After decades in custom software delivery, one truth stands out: it’s shockingly easy to build the wrong thing. I’ve seen engineering masterpieces with zero users, binders full of requirements but no working code, and “agile” used as a smokescreen for disorder.
You can chart a better course for your project by starting with one question.
The Game-Changer Question
The question isn’t just a casual check-in—it’s your lifeline to relevance. It is:
“Is This What You Need?”
It forms the foundation for delivering real, useful software. Asking it frequently means you’re engaging real users, understanding their problems, sharing tangible prototypes, and most importantly, listening closely to their responses.
From Assumptions to Evidence
The dot-com era taught me a painful but invaluable lesson (more than once): technology without users is just an expensive hobby.

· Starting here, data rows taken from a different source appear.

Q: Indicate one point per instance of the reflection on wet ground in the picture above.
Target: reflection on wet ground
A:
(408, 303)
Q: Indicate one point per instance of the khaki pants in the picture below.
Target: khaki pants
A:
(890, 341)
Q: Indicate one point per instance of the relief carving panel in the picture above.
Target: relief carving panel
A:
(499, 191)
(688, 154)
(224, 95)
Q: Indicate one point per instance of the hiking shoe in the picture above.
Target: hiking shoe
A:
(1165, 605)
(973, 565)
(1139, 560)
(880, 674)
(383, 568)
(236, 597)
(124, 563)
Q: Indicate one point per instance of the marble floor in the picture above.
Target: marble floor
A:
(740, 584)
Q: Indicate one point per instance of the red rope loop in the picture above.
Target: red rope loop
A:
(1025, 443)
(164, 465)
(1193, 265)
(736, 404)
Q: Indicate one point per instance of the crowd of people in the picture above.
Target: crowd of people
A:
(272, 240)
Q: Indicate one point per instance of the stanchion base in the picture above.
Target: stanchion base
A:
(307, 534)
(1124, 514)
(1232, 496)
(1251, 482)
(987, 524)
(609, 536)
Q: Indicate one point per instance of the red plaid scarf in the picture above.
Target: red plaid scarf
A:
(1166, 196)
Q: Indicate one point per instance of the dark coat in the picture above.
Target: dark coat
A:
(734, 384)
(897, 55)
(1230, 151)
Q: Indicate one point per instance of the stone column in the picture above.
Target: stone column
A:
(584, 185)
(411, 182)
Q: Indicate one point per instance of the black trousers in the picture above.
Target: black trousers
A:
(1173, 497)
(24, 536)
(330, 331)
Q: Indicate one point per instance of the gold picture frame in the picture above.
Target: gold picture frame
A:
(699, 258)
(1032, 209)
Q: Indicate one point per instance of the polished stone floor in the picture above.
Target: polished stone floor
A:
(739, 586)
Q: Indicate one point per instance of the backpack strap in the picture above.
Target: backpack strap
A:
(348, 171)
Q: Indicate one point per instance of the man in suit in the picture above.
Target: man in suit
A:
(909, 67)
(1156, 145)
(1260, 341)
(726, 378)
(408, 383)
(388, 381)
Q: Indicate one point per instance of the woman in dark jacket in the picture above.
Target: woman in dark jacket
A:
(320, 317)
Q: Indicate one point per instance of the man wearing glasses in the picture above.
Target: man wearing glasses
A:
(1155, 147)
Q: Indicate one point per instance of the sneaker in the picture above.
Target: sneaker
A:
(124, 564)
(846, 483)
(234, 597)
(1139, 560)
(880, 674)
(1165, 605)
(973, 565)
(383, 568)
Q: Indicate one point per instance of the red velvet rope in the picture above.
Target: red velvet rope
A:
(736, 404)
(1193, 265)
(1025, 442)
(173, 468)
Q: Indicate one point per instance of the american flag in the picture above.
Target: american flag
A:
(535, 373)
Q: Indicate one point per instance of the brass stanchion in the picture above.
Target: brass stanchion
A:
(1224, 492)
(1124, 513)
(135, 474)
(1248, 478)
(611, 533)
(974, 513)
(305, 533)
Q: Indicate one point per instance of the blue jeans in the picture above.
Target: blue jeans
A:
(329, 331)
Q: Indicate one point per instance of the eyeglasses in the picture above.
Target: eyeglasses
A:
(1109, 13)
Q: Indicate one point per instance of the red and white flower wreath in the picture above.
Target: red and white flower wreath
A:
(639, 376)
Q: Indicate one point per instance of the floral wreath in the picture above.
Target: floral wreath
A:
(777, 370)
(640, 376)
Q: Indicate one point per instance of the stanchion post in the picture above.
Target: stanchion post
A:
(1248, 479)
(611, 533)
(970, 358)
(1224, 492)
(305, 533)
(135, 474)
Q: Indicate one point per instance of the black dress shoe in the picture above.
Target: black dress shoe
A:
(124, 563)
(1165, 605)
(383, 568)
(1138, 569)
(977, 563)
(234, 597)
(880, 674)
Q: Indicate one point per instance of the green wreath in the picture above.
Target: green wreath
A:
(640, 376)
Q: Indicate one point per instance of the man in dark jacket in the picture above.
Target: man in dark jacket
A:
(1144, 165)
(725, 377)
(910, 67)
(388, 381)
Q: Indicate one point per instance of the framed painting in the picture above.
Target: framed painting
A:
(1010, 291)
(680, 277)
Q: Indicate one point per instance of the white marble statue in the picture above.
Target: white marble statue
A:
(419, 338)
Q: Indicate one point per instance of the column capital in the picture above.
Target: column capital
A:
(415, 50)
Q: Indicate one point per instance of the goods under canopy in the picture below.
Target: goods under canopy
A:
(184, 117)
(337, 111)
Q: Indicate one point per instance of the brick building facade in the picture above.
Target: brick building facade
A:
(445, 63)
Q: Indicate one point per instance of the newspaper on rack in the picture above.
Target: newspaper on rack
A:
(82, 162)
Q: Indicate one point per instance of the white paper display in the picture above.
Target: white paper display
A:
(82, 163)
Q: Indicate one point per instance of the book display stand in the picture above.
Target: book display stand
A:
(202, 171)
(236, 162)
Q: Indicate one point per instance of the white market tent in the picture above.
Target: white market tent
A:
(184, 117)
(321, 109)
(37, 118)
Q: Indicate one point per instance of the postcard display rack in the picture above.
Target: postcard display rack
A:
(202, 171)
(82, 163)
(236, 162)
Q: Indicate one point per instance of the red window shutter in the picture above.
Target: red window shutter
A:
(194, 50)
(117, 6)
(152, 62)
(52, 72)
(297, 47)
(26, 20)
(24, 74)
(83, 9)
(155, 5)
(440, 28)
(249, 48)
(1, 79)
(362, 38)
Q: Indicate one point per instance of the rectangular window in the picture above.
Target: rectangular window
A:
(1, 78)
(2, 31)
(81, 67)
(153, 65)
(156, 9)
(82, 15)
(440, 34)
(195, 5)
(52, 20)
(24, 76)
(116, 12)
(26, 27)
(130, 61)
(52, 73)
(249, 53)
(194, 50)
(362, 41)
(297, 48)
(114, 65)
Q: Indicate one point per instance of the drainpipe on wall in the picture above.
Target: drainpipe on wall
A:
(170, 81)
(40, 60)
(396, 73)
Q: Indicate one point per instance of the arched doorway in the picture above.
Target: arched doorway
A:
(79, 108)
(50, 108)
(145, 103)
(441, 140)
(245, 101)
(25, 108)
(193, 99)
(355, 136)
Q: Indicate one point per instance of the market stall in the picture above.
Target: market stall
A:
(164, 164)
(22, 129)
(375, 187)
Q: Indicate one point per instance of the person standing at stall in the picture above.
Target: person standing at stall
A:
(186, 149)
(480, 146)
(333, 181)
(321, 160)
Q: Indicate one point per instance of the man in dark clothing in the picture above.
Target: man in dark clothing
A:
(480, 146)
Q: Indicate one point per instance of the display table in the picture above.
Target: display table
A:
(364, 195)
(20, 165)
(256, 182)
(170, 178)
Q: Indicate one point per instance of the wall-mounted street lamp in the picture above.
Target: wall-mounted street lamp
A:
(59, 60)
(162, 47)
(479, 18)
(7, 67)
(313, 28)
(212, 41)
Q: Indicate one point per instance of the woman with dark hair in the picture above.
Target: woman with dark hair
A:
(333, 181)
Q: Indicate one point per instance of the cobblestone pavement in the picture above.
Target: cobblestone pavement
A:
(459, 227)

It’s easy to fall in love with our own ideas, to assume we know what users need based on gut feeling or a convincing stakeholder. But assumptions are just that—assumptions. Without real-world validation, they’re guesses dressed up as strategy.
We need to stay close to the people we’re building for. That means:
- Listening before designing
- Prototyping before planning
- Testing before scaling
And above all, we have to resist the temptation to pack in features “just in case.” Every unnecessary feature adds complexity, inflates cost, and dilutes user experience. Great software doesn’t try to do everything—it solves one thing really well.
If we want to move from noise to clarity, we have to swap ego for evidence.
The Power of “Show and Tell”
My daughter, our family’s proud chicken keeper (yes, she’s a “chicken tender”—dad joke alert!), told her class about her chickens. But the day she brought one in? That’s a whole new level of excitement.
The same goes for software: don’t just tell users what you’re building—show them something real. Let them click, test, and explore. That’s when you’ll get feedback that matters.
Feedback Isn’t Optional—It’s Everything
It’s not enough to ask, “Is this what you need?”—you have to listen and act on the answer.
Real feedback is fuel. Sprint reviews, usability sessions, regular user check-ins—these are your clarity moments. Not every engineer needs to attend every session, but building empathy through direct user interaction can reshape how teams think.
Ongoing user acceptance testing and honest, consistent conversations are how we stay aligned with real needs—not just specs.
Build With Purpose
To build software that truly makes a difference, ditch the shiny distractions and focus on:
- Hard questions that uncover your real needs
- Experiences that show actual progress to stakeholder
- Feedback loops that keep you grounded in reality
When you consistently ask, “Is this what you need?”, and embrace the “show and tell” mindset, you build products that people don’t just use—they rely on.
PS: This blog post was inspired by a conversation with a colleague and friend. That’s another thing we all need—trusted professional peers who challenge us, support us, and help us get better every day.